1. Misión de los discípulos y retorno, la multiplicación de los panes y el paseo sobre las aguas con nueva actividad entre el pueblo (6,6b-56). 2. Divorcio de la falsa piedad legalista judía (7,1-23). 3. Correrías apostólicas hasta una región pagana, creciente incomprensión, balance del ministerio en Galilea (7,24-8,30).

El final del primero de estos capítulos está señalado por un relato compendiado, el del tercero por la pregunta a los discípulos y la confesión de Pedro. Al mismo tiempo, el comienzo y final de esta sección forman un gran paréntesis: el envío de los discípulos, que actúa programáticamente sobre todo el conjunto, encuentra eco en el diálogo de Cesarea de Filipo También las opiniones populares, consignadas en 6,14s, enlazan el comienzo con el fin donde los discípulos repiten de modo parecido las opiniones del pueblo (8,28). Mas la pregunta de quién es Jesús, que también atraviesa de un extremo al otro los relatos anteriores, la plantea ahora el propio Jesús y la responde Pedro. Jesús es el Mesías, pero no según las esperanzas judías, sino en un nuevo sentido que Jesús explica a través de los inmediatos anuncios de la pasión. Los lectores están suficientemente preparados para esa revelación: el camino de Jesús que empezó en Galilea termina consecuentemente en la cruz de Jerusalén. De este modo, la conclusión del ministerio de Galilea sirve al propio tiempo de punto de partida para la exposición siguiente que versa sobre el camino de Jesús hacia la muerte. La salvación, que Jesús anuncia de palabra y obra, sólo se realizará mediante su pasión y muerte.

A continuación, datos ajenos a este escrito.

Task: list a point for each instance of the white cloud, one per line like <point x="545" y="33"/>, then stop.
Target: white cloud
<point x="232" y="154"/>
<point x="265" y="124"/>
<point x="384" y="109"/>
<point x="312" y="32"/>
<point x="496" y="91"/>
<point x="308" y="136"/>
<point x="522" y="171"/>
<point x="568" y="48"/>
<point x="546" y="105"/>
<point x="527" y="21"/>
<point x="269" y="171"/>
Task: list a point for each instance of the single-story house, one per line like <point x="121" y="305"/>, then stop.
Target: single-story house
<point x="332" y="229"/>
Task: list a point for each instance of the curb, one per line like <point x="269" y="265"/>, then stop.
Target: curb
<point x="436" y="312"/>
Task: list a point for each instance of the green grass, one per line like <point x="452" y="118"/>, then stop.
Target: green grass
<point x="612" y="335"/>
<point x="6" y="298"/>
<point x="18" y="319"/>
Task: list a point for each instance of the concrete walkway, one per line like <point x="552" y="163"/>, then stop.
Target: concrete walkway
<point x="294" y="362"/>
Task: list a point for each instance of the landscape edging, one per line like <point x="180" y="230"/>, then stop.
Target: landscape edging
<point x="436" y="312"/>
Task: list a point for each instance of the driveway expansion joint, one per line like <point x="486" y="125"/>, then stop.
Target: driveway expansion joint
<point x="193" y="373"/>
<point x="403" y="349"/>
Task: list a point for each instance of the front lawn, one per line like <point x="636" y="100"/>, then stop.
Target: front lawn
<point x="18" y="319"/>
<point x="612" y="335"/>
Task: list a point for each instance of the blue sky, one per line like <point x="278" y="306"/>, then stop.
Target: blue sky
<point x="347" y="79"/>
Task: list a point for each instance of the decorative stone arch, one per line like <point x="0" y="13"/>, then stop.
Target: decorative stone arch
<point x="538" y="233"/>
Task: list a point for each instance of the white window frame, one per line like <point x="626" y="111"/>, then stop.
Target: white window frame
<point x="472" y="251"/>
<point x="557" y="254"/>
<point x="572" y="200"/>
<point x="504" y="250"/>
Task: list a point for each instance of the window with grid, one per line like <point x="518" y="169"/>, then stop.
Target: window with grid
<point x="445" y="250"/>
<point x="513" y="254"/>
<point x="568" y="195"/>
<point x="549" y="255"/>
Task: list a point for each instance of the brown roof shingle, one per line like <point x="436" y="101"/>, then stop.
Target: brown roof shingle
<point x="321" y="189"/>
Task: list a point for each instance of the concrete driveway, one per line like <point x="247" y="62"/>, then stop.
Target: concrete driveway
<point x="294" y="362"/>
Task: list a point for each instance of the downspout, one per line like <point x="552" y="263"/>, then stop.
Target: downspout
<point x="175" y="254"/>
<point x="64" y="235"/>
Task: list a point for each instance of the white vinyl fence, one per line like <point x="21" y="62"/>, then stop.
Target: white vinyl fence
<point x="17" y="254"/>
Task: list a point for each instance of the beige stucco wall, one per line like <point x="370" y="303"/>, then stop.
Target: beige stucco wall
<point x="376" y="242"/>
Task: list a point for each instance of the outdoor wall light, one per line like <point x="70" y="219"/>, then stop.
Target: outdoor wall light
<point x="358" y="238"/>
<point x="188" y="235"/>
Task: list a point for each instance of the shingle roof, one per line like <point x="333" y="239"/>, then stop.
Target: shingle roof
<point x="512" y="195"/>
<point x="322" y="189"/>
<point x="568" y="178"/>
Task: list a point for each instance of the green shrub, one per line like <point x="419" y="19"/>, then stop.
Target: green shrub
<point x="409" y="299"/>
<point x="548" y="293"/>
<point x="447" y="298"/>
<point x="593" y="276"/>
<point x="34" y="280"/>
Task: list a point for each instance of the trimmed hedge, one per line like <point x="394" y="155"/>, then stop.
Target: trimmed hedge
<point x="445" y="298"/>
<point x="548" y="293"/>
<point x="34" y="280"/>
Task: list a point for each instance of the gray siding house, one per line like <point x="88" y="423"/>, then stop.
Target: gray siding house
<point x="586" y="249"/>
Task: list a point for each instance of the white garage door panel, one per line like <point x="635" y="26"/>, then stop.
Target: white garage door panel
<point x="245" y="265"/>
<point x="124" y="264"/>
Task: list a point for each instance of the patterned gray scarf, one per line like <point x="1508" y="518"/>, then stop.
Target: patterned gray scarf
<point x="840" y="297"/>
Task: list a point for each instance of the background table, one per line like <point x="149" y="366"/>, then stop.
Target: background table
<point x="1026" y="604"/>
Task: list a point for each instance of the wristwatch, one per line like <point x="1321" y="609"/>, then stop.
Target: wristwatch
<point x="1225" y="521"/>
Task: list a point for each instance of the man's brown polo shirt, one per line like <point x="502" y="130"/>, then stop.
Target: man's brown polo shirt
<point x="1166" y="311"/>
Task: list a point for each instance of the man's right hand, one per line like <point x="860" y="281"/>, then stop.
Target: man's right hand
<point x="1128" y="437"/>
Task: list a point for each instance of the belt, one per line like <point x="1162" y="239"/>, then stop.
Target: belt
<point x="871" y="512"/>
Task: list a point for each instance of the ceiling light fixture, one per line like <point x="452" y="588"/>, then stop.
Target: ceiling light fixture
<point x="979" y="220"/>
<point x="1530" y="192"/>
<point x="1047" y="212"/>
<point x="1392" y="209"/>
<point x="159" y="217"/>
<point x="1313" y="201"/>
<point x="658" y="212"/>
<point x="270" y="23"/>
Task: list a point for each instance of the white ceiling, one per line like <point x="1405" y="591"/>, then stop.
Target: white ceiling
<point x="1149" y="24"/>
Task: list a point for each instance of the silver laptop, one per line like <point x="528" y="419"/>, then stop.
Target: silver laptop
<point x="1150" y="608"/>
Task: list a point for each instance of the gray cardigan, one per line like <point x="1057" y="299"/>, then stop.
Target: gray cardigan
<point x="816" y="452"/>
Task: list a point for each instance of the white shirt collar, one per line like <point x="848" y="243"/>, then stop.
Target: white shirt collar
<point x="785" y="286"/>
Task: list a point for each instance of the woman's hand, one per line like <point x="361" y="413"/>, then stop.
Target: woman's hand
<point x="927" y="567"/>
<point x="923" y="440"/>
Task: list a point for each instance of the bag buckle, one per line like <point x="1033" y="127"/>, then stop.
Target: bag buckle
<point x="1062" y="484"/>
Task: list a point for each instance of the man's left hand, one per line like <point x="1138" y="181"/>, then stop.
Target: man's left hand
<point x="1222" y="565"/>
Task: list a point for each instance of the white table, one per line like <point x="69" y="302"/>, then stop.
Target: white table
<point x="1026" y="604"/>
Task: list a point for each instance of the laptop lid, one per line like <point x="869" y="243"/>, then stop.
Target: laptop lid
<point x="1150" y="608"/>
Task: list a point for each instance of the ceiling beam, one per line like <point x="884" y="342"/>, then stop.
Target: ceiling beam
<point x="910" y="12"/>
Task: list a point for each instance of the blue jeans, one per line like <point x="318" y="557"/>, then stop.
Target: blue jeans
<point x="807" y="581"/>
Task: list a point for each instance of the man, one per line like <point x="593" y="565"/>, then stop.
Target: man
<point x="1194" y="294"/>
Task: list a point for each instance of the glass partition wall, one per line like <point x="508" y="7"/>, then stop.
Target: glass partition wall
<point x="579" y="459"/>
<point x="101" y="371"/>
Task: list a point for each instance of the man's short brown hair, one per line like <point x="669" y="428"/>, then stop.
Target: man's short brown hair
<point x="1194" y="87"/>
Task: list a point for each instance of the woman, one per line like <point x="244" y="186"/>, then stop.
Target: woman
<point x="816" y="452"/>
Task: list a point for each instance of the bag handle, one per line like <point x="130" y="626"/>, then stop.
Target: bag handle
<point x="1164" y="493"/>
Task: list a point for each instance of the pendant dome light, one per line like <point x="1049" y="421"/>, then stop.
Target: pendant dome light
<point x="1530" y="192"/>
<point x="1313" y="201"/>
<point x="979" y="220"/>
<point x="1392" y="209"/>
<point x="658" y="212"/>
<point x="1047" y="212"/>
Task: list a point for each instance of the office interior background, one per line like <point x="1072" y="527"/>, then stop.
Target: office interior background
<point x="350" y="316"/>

1. ENVÍO Y RETORNO DE LOS Discípulos. ACTIVIDAD ENTRE EL PUEBLO (6,6b-56).

A pesar de la incredulidad, que se ha puesto de manifiesto en la patria de Jesús, éste envía a los doce de dos en dos para que lleven su mensaje a todos los lugares de Galilea. Jesús no se deja engañar en su misión y da a los discípulos el encargo y potestad de actuar por doquier en su nombre. Este primer envío histórico de los doce viene a ser el modelo de cuantas misiones se le han encomendado a la Iglesia. La Iglesia, constituida después de pascua, hereda el encargo de reanudar la predicación y ministerio de Jesús y de realizarlos en el mundo. Las fuerzas contrarias empiezan por encarnarse en el «rey» Herodes Antipas, que gobierna en Galilea y que ha hecho ejecutar al precursor de Jesús, Juan el Bautista. En el gran predicador penitencial se cumple el destino de los profetas; más aún, en la suerte que ha corrido este precursor mesiánico se anuncia ya la muerte que Dios ha dispuesto para el mismo Mesías (cf. 9,13). Mas eso todavía no ha llegado y todavía el pueblo se agolpa sobre Jesús, quien considera su misión reunirle como Pastor mesiánico (6,34). Así se llega a la significativa multiplicación de los panes en el desierto. Mas Jesús no se llama a engaño, se aparta del pueblo y se revela a sus discípulos en una excursión por el mar. Los discípulos, sin embargo, no le comprenden ni entienden tampoco el sentido profundo de la convocatoria y alimentación del pueblo. El capítulo se cierra con un relato-compendio, que muestra a Jesús, al igual que hasta el presente, como el salvador del pueblo del que brotan las fuerzas salvadoras. Sigue incomprendido aquel en quien está presente la salvación de Dios.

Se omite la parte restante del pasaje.